Note that we have separated in data keys from other business keys. We will return to those for a little, but for the time being, let’s focus on no -rande (other) keys in this table.

For each commercial key without a date we can use conventions of the naming of the field and table to identify the table of dimensions that should hold this key and then make a Left-semi joint (Similar to not in () comparison, but if necessary support of conformity with multiple columns) to identify any values for this column in the staging table, but not in the dimension table. When we find an unrivaled value, we simply put it in a dimension table with the appropriate settings for Islatearriving Field:

This logic would work well for our data references if we wanted to provide records of the facts associated with valid items. However, many Downstream BI systems implement logic that requires the dimension to accommodate a continuous, uninterrupted number of data between the earliest and latest recorded values. If we support the date before or after the scope of the values in the table, we must not only enter the missing member, but to create other values needed to maintain uninterrupted scope. For this reason, we need a slightly different logic for any late arrival data:

If you did not work much with the databricks or Spark SQL, the question in the core of this last step is probably alien. Tea sequence() The function creates a sequence of values based on the specified start and stop. The result is a field that we can then explode (using Explode () Function), so each element in the field forms a line in a set of results. From there we simply compare the required ranges with what is in the dimension table to see which elements need to be inserted. With this insertion, we ensure that in this dimension is filled with a substitute key value as a Intelligent key To make our facts something that refers to.

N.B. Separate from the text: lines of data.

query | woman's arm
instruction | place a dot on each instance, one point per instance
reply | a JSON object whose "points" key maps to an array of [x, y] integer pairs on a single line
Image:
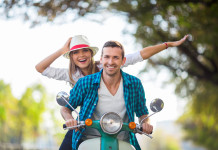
{"points": [[42, 65], [147, 52]]}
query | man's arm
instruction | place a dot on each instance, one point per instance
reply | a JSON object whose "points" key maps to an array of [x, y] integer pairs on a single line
{"points": [[67, 115], [146, 127]]}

Steps 5 – 6: Phase of Data Publication

Now that we can be sure that all business keys in our staging table can be associated with their corresponding dimensions, we can continue with the publication in the facts table.

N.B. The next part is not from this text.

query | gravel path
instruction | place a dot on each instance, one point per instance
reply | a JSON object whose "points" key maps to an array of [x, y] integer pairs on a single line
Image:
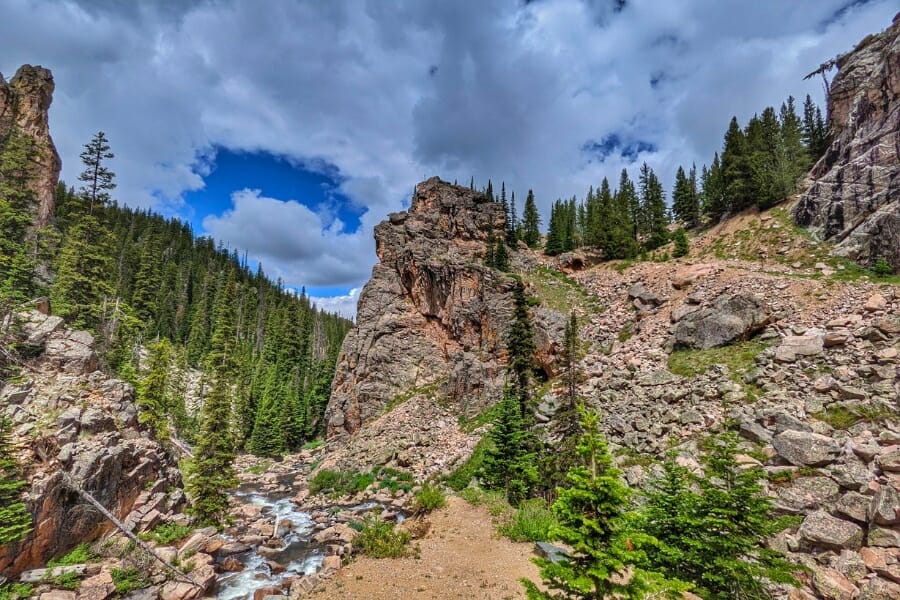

The first step in this process is to search for foreign keys for these business keys. This can be done within a single publication step, but a large number of connections in the query often make this approach for mainaine demanding. For this reason, we could take less efficient but easier to comprehend and adjust access to searching foreign key values one business key at once and attach these values to our staging table:

Again, we use naming conventions to make this logic easier to implement. Because for the date is A dimension of playing roles Therefore, it monitors convention with more variable names, implementing slightly different logic for these business keys.

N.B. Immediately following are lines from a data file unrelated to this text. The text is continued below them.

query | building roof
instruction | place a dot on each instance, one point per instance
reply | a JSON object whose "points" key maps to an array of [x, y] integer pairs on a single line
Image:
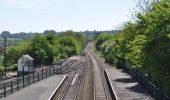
{"points": [[27, 57]]}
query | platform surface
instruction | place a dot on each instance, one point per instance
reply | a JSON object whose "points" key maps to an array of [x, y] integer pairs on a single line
{"points": [[41, 90]]}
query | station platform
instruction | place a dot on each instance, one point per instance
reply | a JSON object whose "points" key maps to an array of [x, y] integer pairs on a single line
{"points": [[42, 90]]}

At this point, our staging table is placed in business keys and alternative key values along with our measures, degenerated fields of dimensions and Lastmodifieddate Value extracted from our source system. To make more manager, we should match the available fields with those supported by the facts table. To do this we have to drop from the business keys:

NOTE: Tea source The data frame is defined in the previous code block.

After aligning the fields, the publication step is simple. We compare our records of the inability in the table of reality based on fields of degenerated dimensions that serve as the only identifier for our facts on facts, and then update or insert values as needed:

The next steps

We hope that this blog series was for those who see that they are informative on the databricks platform. We expect a lot of experience with this data modeling approach and ETL workflows will find databricks known, accessible and capable of supporting long -established patterns with minimal change compared to what could be implemented on RDBMS platforms. If there are changes such as the ability to implement the logic of workflow using a combination of Python and SQL, we hope that data engineers consider it to implement and support their work over time.

You want to know more about databricks sql, visit our Site Now read the documentation. You can also see Tour of the product for databricks sql. Suppose you want to migrate your existing warehouse for a high -performance and server without a server with a great user experience and a lower total number of costs. In this case, the solution of the databricks SQL – the solution – is Try it free of charge.